In Salisbury Cathedral Pt 2 I described the different parts of the church, and so for this final part I’m going to explain what there is to see inside – or at least some of the highlights.
Throughout the church there’s a good collection of tombs for anyone who’s interested in this sort of thing. The first person to be buried here was William Longespee Earl of Salisbury, illegitimate son of King Henry II, and half-brother of King John. He died in 1226 and next to his wooden tomb is a plaque stating that he was present at the laying of the foundation stones of the Cathedral in 1220.
The tomb of Bishop Giles de Bridport, who was at the consecration of the Cathedral in 1258 is considered to be one of the finest 13th cent tombs in Britain, but probably the most majestic is the Hertford tomb. The Earl of Hertford (1539-1621) was the nephew of Jane Seymour, Henry VIII’s third wife, and lying above him is the effigy of his wife Lady Catherine Grey, the sister of Lady Jane Grey who was Queen of England for 9 days in 1553.

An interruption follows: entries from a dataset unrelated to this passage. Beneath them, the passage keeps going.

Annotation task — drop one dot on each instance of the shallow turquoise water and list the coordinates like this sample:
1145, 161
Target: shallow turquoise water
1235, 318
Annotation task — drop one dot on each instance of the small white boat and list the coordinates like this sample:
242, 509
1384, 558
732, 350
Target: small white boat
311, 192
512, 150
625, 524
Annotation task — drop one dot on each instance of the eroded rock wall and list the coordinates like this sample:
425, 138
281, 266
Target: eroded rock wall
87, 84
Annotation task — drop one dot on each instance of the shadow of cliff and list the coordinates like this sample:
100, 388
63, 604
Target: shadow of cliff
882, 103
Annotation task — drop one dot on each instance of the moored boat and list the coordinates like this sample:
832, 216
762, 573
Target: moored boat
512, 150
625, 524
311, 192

I should also mention that former Prime Minister, Edward Heath, who lived at Arundells in The Close opposite the Cathedral was buried here in 2005 in a much simpler grave.

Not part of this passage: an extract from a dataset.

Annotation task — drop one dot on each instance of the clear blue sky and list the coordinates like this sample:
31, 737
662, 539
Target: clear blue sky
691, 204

One thing that is still alive and kicking though is the Medieval Clock, which is reckoned to be the oldest working clock in Europe. It dates back to at least 1386 and strikes every hour even though it doesn’t have a face or hands.
Not everything in here is old and, unusually, the font is one of them. It may not be everybody’s idea of a font, but I think it’s a great addition. Normally the Font is situated near the entrance of a church, but here it stands in the centre of the Nave and is described as a water sculpture. Designed by William Pye, it was installed on September 28th 2008, 750 years after the Cathedral was consecrated.
Obviously, I can’t describe everything there is to see here, but if there’s one thing more than any other that people come to see, it has to be Salisbury’s Magna Carta.
There are just four original surviving charters of 1215 left. Two are in the British Library, one in Lincoln Cathedral, and one here at Salisbury. (There are later versions still in existence elsewhere). I’ve been fortunate to see all four, and I can say without doubt that the one in the best condition is this one. It’s held in a sort of tent under special conditions in the Chapter House, but unfortunately it’s the only thing in the Cathedral that can’t be photographed.
When Bill Bryson described Salisbury Cathedral as the single most beautiful structure in England it was a bold statement because there are some serious contenders, but there’s no doubt in my mind it certainly deserves to be up there near the top.